Qu’est-ce donc finalement que le rythme nègredont L. S. Senghor fait la marque de la Négritude? C’est l’ensemble «des procédés divers, combinant le parallélisme et l’asymétrie, l’accentuation et l’atonalité, les temps forts et les temps faibles, introduisant la variété, voire la rupture dans la répétition[xvii]».
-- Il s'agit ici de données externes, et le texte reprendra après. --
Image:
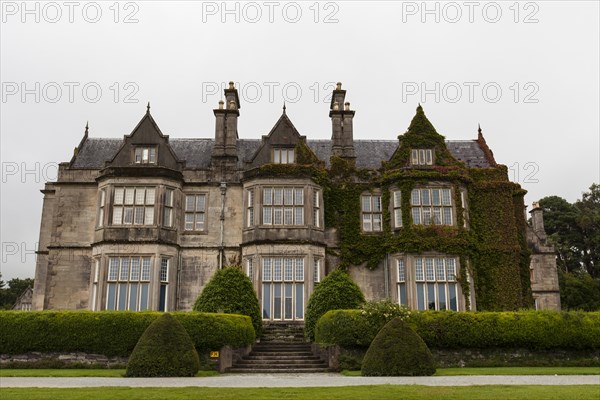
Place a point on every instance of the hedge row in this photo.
(112, 333)
(539, 330)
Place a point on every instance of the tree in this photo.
(589, 225)
(574, 230)
(10, 294)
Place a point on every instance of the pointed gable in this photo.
(146, 146)
(421, 146)
(283, 138)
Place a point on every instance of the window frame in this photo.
(145, 155)
(278, 273)
(122, 278)
(283, 155)
(282, 206)
(422, 157)
(422, 281)
(124, 208)
(168, 207)
(425, 210)
(196, 212)
(370, 213)
(396, 208)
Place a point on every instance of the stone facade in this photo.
(143, 222)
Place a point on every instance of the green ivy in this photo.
(492, 248)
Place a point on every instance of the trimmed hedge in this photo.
(112, 333)
(539, 330)
(337, 291)
(398, 351)
(165, 349)
(230, 291)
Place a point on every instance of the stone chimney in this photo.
(226, 117)
(342, 136)
(537, 221)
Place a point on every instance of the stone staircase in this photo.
(282, 349)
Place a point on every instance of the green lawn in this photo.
(380, 392)
(508, 371)
(111, 373)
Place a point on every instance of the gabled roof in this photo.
(197, 152)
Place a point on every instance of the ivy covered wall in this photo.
(488, 236)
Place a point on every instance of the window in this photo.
(316, 209)
(434, 283)
(195, 212)
(145, 155)
(250, 207)
(397, 208)
(128, 283)
(168, 208)
(431, 206)
(96, 276)
(283, 206)
(402, 283)
(249, 268)
(421, 157)
(283, 288)
(316, 271)
(164, 284)
(133, 206)
(371, 213)
(283, 156)
(101, 204)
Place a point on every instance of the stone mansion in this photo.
(143, 222)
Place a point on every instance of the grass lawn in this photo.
(380, 392)
(508, 371)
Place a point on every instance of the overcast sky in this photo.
(528, 72)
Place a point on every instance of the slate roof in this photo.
(197, 152)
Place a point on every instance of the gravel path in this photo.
(301, 380)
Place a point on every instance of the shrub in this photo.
(337, 291)
(230, 291)
(397, 350)
(165, 349)
(112, 333)
(379, 313)
(537, 330)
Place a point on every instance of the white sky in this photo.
(543, 57)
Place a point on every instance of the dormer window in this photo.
(421, 157)
(145, 155)
(283, 156)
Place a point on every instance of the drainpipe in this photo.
(222, 245)
(386, 278)
(178, 284)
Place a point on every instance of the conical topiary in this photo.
(397, 350)
(230, 291)
(337, 291)
(164, 349)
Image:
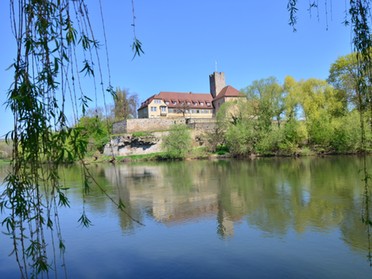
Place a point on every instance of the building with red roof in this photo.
(188, 104)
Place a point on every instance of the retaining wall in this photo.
(160, 124)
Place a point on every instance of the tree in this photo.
(344, 76)
(268, 94)
(125, 104)
(49, 36)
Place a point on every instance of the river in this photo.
(262, 218)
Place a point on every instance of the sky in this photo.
(187, 40)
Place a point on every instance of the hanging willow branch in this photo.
(55, 48)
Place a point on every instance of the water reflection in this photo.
(277, 197)
(274, 195)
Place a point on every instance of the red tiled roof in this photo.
(229, 91)
(176, 99)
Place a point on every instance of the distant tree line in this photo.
(298, 117)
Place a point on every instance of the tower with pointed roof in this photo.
(216, 83)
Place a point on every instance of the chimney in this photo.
(216, 83)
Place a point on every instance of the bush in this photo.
(178, 142)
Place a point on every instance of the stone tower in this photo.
(216, 83)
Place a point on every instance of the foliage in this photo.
(178, 142)
(267, 95)
(214, 138)
(5, 150)
(55, 49)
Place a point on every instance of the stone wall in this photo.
(126, 145)
(160, 124)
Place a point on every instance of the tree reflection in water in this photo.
(275, 196)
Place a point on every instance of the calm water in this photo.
(267, 218)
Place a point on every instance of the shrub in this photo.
(178, 142)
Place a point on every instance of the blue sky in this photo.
(183, 40)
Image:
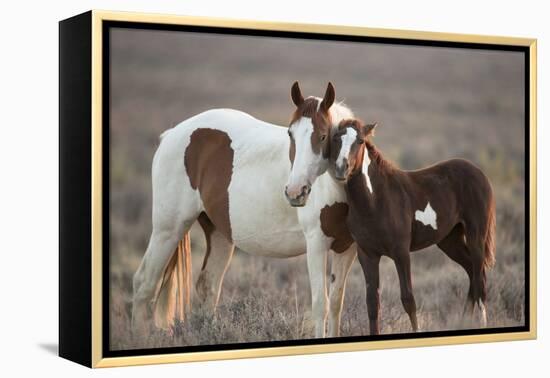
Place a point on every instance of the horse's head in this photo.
(309, 133)
(348, 147)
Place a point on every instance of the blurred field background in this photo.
(431, 104)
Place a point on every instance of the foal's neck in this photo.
(376, 172)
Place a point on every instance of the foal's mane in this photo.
(385, 166)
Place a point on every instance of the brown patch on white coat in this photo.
(209, 165)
6. L’art nègre est explicatif, non descriptif. Il participe du vitalisme symbolique qui anime l’ontologie négro-africaine[xviii]. En d’autres termes, l’art négro-africain expose, montre et condense dans l’œuvre/objet d’art à la fois les mystères et les énergies du monde en tant que tel. Il est concret et donc vise à la clarté des différents liens qui corrèlent l’ontologique, le métaphysique, l’esthétique, l’éthique et l’anthropologique dans l’objet ou l’œuvre d’art; il vise à la compréhension de la complexité du réel telle qu’elle est saisie et enfouie dans l’objet ou l’œuvre d’art. L.S. Senghor peut affirmer alors:«l’art nègre tourne le dos au réel. Plus exactement, il le pénètre de son intuition, comme de rayons invisibles, pour, par-delà les apparences, éphémères, exprimer sa sous- ou sur- réalité: en tout cas, sa vie, palpitante et permanente[xix]. » C’est que pour le créateur ce qui compte, c’est de saisir le monde dans le tout de son œuvre(d’art), d’enfouir symboliquement la totalité du monde dans le tout de son œuvre et d’expliquer ainsi le tout symbolique du monde dans cette totalité artistique achevée; 7. enfin, l’engagement de l’art négro-africain. Ce dernier témoigne de la complexité et la diversité de l’existence. Il l’accomplit dans ses différentes formes, ce faisant, il participe à l’épanouissement de l’homme dans sa vie quotidienne. Son actualité, sa contemporanéité tient à cela même: à son inscription hic et nunc dans la permanence de la vie, de la réalité vécue, de l’existence quotidienne, dans l’accompagnement de l’homme dans ses tâches quotidiennes, dans le fait de porter c’est-à-dire de véhiculer et d’exprimer les aspirations de la communauté, de la collectivité. Qui dit engagement de l’art nègre, dit engagement de l’œuvre d’art et de l’artiste négro-africains. L. S. Senghor note:«Parce qu’elle est engagée, l’œuvre d’art est toujours d’actualité, encore qu’elle ne donne jamais dans l’anecdote[xx]. » Comment se matérialise alors ce lien entre l’engagement et l’actualité de l’art négro-africain? On pourrait dire par la représentation dynamique de la vie à travers les mystères et les forces saisis par l’artiste, ce faisant par l’objet artistique en tant que tel.